Our roundtable will examine the role that diaspora intellectuals played in creating and building nations and nation-states between the late colonialism of the turn of the twentieth century and the early decades of the Cold War. The experience of travel to the metropole transformed young intellectuals’ perceptions of their homelands, and opened up new options for transforming those homelands into strong, modern nation-states. While the members of our roundtable are specialists in their own particular regions of focus – Central Asia, East Asia, Southeast Asia, and Africa – common themes and issues emerge when we examine the question of how diaspora intellectuals envisioned their home nations. Did the experience of travel abroad further alienate intellectuals from the concerns of their native country, or bring them closer together? In what ways did their bilingualism affect the ways that diaspora intellectuals communicated with their countrymen? How did diaspora intellectuals’ reaction with national politics and culture differ from those that had different experiences – or no experiences – abroad? How were national politics and culture during this period being defined and redefined, shaped and influenced by diaspora intellectuals as they navigated the global politics of colonialism and later on, the Cold War?

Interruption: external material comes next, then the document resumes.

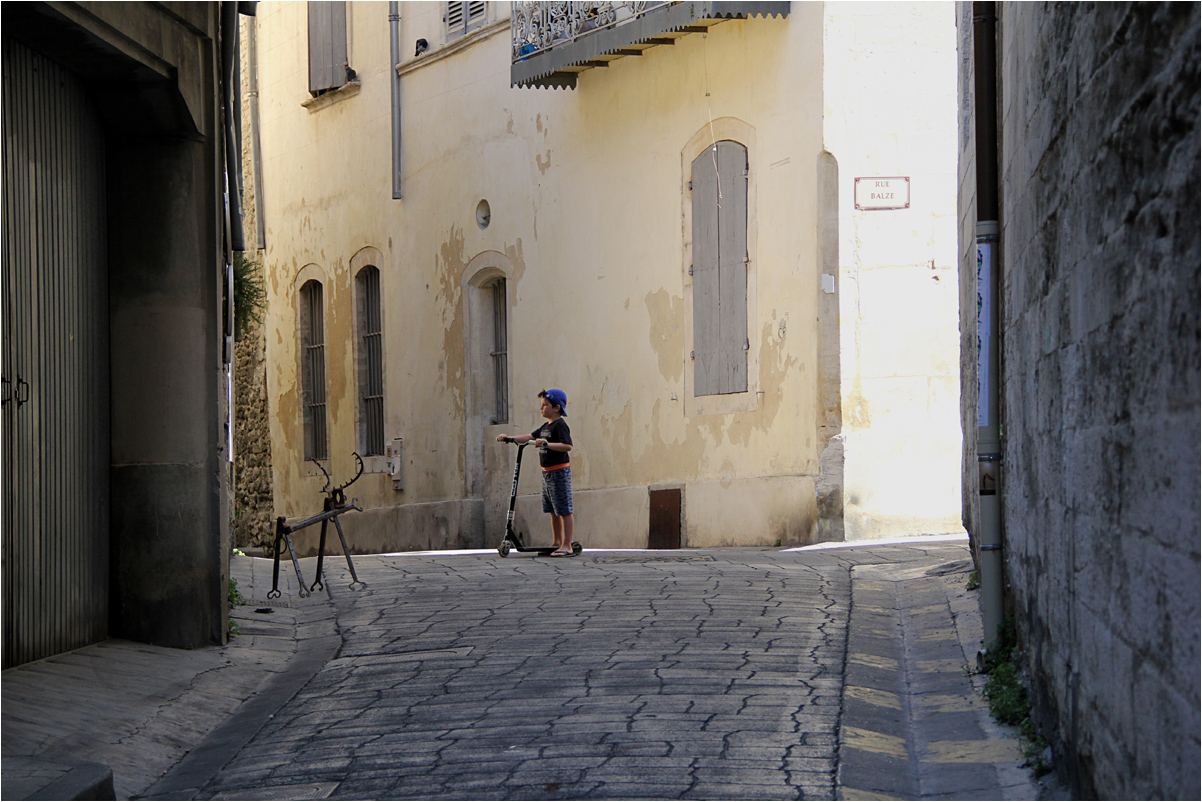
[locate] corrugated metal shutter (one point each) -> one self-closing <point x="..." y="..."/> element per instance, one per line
<point x="55" y="363"/>
<point x="327" y="46"/>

Each panelist will discuss a distinct group of diaspora intellectuals and raises a unique set of questions for both their region and time period. Jinny Prais examines how Africans and people of African descent were active participants in bringing Africa into a more inclusive understanding of universal narratives of human history. How did diaspora African intellectuals investigate the position and function of Africa in global history? Shirley Ye examines how Chinese engineers simultaneously positioned the global, western scientific knowledge about water control within the mythic narratives of Chinese civilization and modernization. While they did not see themselves as political or intellectual figures, but rather as state builders, after World War Two and the Civil War, Chinese engineers faced a difficult decision: to stay on the mainland or to follow the Nationalist government to Taiwan. Whether on China or Taiwan, Chinese engineers remained globally engaged in their hydraulic planning for the nation. Su Lin Lewis looks at intellectuals from migrant backgrounds who resisted the rise of crude ethnic nationalisms and helped fundamentally shape how the public spheres of colonial / semi-colonial societies faced the recently decolonized world. Finally, Joshua Freeman will turn to the small but influential group of diaspora Uyghurs living in the USSR, whose specific ethnic identity and loyalties led them to conceptualize a Uyghur nation in Xinjiang that gave their own Ili region a defining role in Uyghur culture.

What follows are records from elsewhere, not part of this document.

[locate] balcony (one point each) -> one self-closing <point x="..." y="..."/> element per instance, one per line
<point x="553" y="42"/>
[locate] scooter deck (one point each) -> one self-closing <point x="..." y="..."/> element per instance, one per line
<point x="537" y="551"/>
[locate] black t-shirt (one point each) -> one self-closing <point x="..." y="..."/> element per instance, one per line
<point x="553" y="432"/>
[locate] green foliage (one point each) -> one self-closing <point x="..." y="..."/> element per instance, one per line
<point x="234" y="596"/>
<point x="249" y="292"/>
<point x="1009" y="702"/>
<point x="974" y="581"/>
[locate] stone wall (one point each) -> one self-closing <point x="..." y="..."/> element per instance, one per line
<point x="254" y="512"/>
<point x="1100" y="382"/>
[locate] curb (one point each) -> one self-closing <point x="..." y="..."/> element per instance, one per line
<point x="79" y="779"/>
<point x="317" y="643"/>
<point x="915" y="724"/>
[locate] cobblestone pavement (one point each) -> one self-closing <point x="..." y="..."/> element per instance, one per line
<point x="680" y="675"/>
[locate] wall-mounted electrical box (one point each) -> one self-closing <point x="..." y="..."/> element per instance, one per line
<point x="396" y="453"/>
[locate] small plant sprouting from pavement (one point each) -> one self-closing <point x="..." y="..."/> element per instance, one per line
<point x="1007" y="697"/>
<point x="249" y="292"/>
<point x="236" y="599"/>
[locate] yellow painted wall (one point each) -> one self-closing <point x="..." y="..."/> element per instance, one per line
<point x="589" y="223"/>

We will share the texts and supplementary materials authored by or about our diaspora intellectuals online and invite interested participants to join the discussion one month before the conference. During the session, we will engage the audience in close reading of some of these texts. Each panelist will take ten minutes to introduce her/his texts, paper and questions, and this will be followed by an open floor discussion.